Date of Award

Spring 2015

Document Type


Degree Name

Doctor of Philosophy (PhD)


Computational Modeling & Simulation Engineering


Modeling and Simulation

Committee Director

Patrick Hester

Committee Member

Catherine M. Banks

Committee Member

Saikou Diallo


The representation via simulation models can easily lead to simulation models too simple for their intended purpose, or with too much detail, making them hard to understand. This problem is related to limitations of the modeling and simulation methods. A multi-method Modeling and Simulation (M&S) approach has the potential for improved representation by taking advantage of methods' strengths and mitigating their weaknesses. Despite a high appeal for using multiple M&S methods, several related problems should be addressed first. The current level of theoretical, methodological, and pragmatic knowledge related to a multi-method M&S approach is limited. It is problematic that there is no clearly identified purpose and definition of the multi-method M&S approach. Theoretical and methodological advances are vital to enhancing the application of a multi-method M&S approach to address a broader range of scientific inquiries, improve quality of research, and enable finding common ground between scientific domains. This dissertation explored theoretical principles and research guidelines of a multi-method M&S approach.

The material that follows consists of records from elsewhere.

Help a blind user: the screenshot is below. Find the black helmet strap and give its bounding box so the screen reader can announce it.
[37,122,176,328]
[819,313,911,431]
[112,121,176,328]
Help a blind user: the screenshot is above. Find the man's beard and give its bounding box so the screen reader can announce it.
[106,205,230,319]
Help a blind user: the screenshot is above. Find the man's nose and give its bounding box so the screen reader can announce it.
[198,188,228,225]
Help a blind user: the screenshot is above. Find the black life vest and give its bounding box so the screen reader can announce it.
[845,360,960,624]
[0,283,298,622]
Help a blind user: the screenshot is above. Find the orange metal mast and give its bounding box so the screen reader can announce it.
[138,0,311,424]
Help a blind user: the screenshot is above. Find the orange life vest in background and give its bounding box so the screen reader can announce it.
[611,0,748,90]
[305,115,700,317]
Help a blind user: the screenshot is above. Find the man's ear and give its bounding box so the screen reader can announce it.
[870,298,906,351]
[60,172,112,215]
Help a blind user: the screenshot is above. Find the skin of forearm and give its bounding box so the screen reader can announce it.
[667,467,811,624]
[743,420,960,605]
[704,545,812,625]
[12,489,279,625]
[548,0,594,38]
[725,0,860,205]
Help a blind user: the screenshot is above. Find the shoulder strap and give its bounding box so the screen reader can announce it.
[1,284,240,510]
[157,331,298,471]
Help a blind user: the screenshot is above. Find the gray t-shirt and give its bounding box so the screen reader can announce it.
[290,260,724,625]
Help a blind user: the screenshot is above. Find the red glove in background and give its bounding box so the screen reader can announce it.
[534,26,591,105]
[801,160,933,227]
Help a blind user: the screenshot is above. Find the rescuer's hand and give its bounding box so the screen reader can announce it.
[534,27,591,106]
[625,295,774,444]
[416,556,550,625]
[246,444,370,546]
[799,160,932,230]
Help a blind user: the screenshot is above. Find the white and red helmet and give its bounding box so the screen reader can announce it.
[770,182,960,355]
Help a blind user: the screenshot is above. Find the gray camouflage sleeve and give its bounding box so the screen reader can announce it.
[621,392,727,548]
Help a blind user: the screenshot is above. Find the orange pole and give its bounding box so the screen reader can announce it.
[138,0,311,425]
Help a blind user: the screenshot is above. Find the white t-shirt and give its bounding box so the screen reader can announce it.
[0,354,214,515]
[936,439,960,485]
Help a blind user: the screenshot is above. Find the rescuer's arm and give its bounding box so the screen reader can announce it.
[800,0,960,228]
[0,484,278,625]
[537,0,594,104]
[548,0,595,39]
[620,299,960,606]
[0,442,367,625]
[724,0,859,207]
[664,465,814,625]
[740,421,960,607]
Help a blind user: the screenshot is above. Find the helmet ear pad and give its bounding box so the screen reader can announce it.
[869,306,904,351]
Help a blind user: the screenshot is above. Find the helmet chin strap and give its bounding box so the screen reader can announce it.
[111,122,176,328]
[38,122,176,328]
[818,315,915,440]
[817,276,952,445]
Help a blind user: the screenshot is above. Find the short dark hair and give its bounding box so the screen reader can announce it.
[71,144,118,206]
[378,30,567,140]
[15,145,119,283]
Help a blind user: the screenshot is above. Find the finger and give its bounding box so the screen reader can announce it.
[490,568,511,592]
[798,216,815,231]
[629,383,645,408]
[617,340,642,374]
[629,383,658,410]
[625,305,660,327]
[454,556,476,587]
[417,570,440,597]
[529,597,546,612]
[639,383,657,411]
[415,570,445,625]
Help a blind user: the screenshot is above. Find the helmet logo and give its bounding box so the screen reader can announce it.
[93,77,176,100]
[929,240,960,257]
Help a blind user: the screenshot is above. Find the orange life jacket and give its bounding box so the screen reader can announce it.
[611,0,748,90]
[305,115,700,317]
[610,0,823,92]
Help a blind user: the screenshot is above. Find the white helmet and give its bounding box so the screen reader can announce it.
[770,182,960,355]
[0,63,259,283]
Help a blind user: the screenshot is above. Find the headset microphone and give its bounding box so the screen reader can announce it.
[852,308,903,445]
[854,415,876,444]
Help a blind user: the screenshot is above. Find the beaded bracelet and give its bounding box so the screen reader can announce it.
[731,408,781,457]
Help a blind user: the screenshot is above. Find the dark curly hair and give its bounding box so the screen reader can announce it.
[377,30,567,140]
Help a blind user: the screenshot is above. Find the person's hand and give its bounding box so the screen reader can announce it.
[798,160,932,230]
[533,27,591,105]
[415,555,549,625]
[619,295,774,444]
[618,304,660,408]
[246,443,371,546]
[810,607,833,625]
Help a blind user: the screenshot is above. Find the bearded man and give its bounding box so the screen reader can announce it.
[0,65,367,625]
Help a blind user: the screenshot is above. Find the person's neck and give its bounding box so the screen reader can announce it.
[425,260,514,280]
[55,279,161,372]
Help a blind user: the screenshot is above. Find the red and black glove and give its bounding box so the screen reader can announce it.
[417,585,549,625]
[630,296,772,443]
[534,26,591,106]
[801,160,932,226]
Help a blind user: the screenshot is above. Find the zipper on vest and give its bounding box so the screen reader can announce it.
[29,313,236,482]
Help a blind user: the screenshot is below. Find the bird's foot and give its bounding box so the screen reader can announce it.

The analyzed literature offered perspectives related to the purpose, terms, and research guidelines of a multi-method M&S approach. A pragmatic philosophical stance was used to provide the basis for the choice of terms and definitions relevant to a multi-method M&S approach were proposed. The degrees of falsifiability are adapted to the M&S domain, which allowed for developing complementarity principles as the theoretical basis of a multi-method M&S approach. Next, a blueprint of a multi-method M&S approach called method formats was derived, because transitions toward formats must seek justifications in order to increase research objectivity and transparency.

A sample set of methods was explored in the context of a proposed sample set of criteria. None of the methods were evaluated with the maximum score for every criterion, which implied that if all those characteristics were required within a research context, then, none of the methods could provide the highest possible score without combining methods. Finally, a case study that included a multi-method simulation model was developed, providing a data layer for evaluation of complementarity principles. The case study contributed to the credibility of complementarity principles as a reason to use a multi-method M&S approach and value of pseudo-triangulation as a mean of verification of a selected approach.